The sales cycle of B2C marketing is shorter because of the rapid rate of consumer purchase. That said, don’t discredit the value of consumer relationships just because the business/consumer interaction isn’t initially based on them. Keeping your customers satisfied is how you build brand loyalty, and word of mouth is powerful, especially in the digital era. Feedback from customers can grow your business immensely or it can destroy it overnight. Take action to thank customers who praise your product, and respond to any negative feedback immediately.
To create repeat business, offer incentives to customers who follow your brand online or who have purchased from you previously. By paying attention to buying trends and digital conversation around your product, you’ll be able to track trends and streamline your marketing efforts to be more effective.
B2B vs. B2C
Whether you’re employing B2B or B2C marketing, you want to create and maintain a great product or service. You want to identify your target buyer and why they should buy your product. From there, angle your message to appeal to them.

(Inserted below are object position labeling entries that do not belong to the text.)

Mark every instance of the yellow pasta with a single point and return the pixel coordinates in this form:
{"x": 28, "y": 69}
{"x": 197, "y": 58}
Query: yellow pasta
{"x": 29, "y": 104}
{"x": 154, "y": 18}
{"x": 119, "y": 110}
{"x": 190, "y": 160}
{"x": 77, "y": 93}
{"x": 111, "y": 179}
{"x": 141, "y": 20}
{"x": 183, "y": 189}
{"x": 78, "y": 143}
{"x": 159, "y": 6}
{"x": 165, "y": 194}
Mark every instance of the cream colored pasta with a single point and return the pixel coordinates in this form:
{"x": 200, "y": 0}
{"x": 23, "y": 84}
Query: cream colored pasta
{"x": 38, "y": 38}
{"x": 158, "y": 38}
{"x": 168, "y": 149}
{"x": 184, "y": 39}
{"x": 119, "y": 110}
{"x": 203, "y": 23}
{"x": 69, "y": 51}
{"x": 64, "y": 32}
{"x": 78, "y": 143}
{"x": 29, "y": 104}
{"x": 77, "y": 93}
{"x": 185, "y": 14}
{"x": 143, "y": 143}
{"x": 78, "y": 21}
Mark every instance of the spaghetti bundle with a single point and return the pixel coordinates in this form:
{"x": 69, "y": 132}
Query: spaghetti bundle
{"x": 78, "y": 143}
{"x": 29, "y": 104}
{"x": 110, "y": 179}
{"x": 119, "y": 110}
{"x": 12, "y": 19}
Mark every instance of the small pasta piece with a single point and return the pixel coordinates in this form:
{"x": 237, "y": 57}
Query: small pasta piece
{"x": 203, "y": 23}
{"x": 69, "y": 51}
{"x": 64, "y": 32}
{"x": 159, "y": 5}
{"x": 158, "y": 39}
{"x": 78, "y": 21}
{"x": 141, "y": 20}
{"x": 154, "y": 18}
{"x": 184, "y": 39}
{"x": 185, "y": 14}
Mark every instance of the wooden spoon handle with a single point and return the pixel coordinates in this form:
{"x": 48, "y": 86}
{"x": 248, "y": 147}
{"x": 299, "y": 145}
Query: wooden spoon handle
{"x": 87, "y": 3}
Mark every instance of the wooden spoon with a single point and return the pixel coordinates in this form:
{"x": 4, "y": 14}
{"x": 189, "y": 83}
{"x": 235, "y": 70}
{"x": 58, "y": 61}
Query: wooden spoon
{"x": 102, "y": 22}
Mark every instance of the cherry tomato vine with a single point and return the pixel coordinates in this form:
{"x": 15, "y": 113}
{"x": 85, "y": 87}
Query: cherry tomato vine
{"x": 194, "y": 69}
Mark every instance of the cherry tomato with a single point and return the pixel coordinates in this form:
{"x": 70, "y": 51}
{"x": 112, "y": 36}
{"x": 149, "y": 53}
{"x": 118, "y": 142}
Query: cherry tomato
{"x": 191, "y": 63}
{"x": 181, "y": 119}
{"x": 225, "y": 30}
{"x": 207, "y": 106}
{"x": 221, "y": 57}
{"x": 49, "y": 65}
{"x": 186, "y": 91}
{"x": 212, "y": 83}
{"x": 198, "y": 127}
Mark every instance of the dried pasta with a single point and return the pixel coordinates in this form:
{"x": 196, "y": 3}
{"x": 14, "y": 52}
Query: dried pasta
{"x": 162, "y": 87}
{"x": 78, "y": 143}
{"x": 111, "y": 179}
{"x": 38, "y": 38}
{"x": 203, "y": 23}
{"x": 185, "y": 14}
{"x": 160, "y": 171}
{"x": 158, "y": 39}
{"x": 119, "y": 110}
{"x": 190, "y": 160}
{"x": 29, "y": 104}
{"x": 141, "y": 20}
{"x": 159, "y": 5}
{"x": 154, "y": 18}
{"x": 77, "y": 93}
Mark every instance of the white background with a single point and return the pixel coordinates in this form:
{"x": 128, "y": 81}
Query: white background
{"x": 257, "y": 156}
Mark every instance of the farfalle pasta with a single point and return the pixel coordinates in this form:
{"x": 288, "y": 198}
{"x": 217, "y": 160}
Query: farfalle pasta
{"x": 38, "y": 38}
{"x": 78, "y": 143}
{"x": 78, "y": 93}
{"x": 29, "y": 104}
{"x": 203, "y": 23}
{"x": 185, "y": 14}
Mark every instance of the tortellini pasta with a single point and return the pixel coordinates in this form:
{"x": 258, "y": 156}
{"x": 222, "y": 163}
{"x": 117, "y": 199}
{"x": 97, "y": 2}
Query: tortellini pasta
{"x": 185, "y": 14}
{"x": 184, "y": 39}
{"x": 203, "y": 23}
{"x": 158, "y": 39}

For the sake of an example, let’s pretend I own a business that manufactures soy candles. I have the option to utilize B2B marketing or B2C marketing.
If I’m going to utilize B2B marketing to pitch my candles to stores who may want to carry my product, my letter to the organizational buyer would include data on purchase trends of soy products in the candle market. These trends, I’d argue, are influenced by an increased interest in natural and chemical-free products. I’d include studies and data that support this information as well. Again, the business I’m pitching is more interested in profits than in my actual product, so they’re thinking of the customer who’s going to buy the candle from them, not the candle itself.
If I want to operate my candle company independently and sell directly to customers, I won’t bother with data about trends in the organic markets. Instead, I’ll appeal directly to my potential customers with a marketing campaign that gives them the information they want. My candles are 100% non-toxic (the ad would be supplemented with a photo of children or a pet to appeal to emotion.) My candles have a stronger scent. My candles burn 50% longer and are therefore more cost-effective.
The bottom line is that the difference between B2B and B2C is related to logic versus emotion. Think of it as head versus heart. Businesses make purchase decisions based on finances, profitability and the enhancement of productivity. Essentially, they want to be more efficient. On the flip side, consumers make purchases related to emotion. They want to feel empowered and excited by your product while still feeling like they’re getting a good deal. Either way, it’s essential to understand what motivates your target market. From there, make your decisions.